Moreover, other pipeline projects moved ahead in the years Keystone XL languished and briefly died. Enbridge Inc. expects to finish an extension of its existing pipeline from Alberta to Superior, Wisconsin, by 2019, while Kinder Morgan Inc. plans to expand its Trans Mountain Pipeline from Alberta to the coast of British Columbia by 2020, according to The Wall Street Journal.
Former President Barack Obama rejected the Keystone XL pipeline in 2015 after a seven-year fight. During those years, environmentalists transformed the project into a rallying cry for land rights activists, water conservationists and climate scientists who warned that the particularly dirty tar sands oil that would be carried through the pipeline would exacerbate global warming.
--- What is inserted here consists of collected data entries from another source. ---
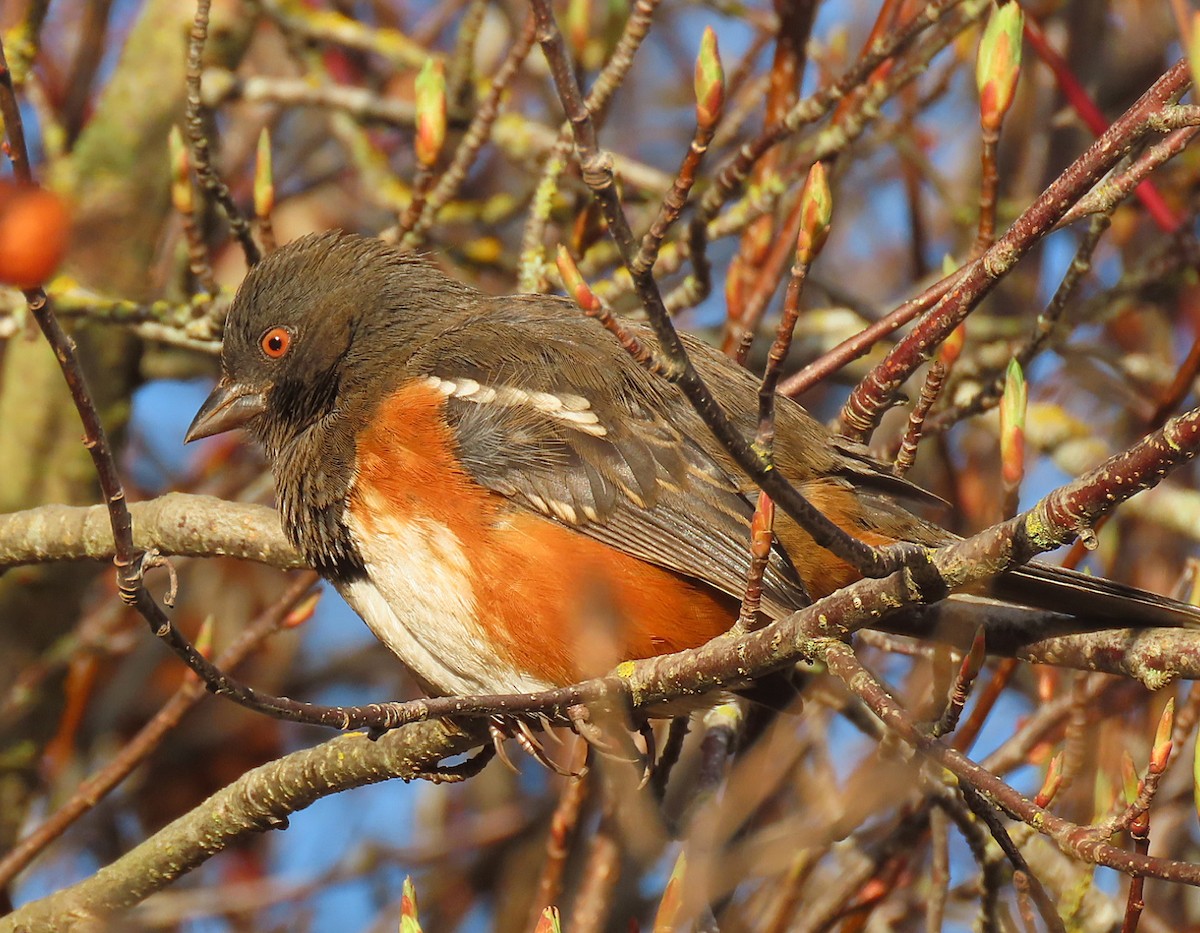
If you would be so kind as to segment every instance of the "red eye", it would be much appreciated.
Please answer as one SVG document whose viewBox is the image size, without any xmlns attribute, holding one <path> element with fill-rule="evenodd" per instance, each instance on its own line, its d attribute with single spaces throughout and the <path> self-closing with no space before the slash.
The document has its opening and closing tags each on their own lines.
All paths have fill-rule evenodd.
<svg viewBox="0 0 1200 933">
<path fill-rule="evenodd" d="M 258 345 L 271 359 L 282 359 L 292 347 L 292 332 L 286 327 L 272 327 L 262 335 Z"/>
</svg>

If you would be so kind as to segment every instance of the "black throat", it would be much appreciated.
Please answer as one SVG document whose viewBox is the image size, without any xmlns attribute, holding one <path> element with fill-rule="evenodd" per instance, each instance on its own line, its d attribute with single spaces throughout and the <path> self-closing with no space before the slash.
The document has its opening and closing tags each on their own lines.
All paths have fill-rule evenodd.
<svg viewBox="0 0 1200 933">
<path fill-rule="evenodd" d="M 365 569 L 346 520 L 355 429 L 334 410 L 269 448 L 283 530 L 305 559 L 335 582 Z"/>
</svg>

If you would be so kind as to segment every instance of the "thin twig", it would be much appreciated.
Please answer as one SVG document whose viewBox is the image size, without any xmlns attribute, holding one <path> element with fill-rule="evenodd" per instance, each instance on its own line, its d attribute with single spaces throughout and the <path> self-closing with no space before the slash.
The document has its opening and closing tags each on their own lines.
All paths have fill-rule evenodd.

The proposed 1,179-mile pipeline would carry tar sands oil from Alberta, Canada, to Nebraska, where it would connect with the existing Keystone pipeline and transport the product to refineries in Texas. Tar sands, also known as oil sands in Canada, are a noxious mix of sand, clay and bitumen, a thick, viscous oil. Keystone XL would carry 830,000 barrels in the U.S. per day, producing climate-changing emissions equivalent to putting 5.6 million new cars on the road, according to estimates by the environmental nonprofit Friends of the Earth.
The pipeline route traverses Nebraska’s Sandhills, an area of ancient prairies and sand dunes. It goes through the Ogallala Aquifer, the largest aquifer in North America, at times going underwater. The rock formation, spongey with gravel, silt, sand, and clay, formed 10 million years ago and replenishes very slowly from surface rivers and streams. The water level is close to the surface in Nebraska, making it especially vulnerable to a spill.
In a 2011 analysis, University of Nebraska professor Dr. John Stansbury found that TransCanada “made significant flawed and inappropriate assumptions about the frequency and severity of expected spills from its pipelines.” He estimated there would be at least two major spills per year, some potentially releasing as much as 180,000 barrels.
Water protection became a key theme in the fight against pipelines last year, when Native American activists in the Standing Rock Sioux Reservation battled for months to stop Dakota Access from cutting through a body of water held sacred by the tribe. Thousands descended on Washington, D.C., in March in a show of solidarity with the legions gathered at Standing Rock. Keystone XL, which has served as a symbolic rallying point for environmentalists since 2010, could build on that momentum.
“This decision mistakenly brushes aside the legitimate and serious concerns raised by Nebraska landowners and indigenous people that the Keystone XL pipeline would threaten their water and climate,” Anthony Swift, Canada project director at the Natural Resources Defense Council, said in a statement. “Only a couple days ago, we got yet another grim confirmation — oozing across the land in South Dakota — that pipelines leak. There’s no safe route for Keystone XL, and we will continue fighting with every tool, in every venue and with every partner, to make sure it’s never built.”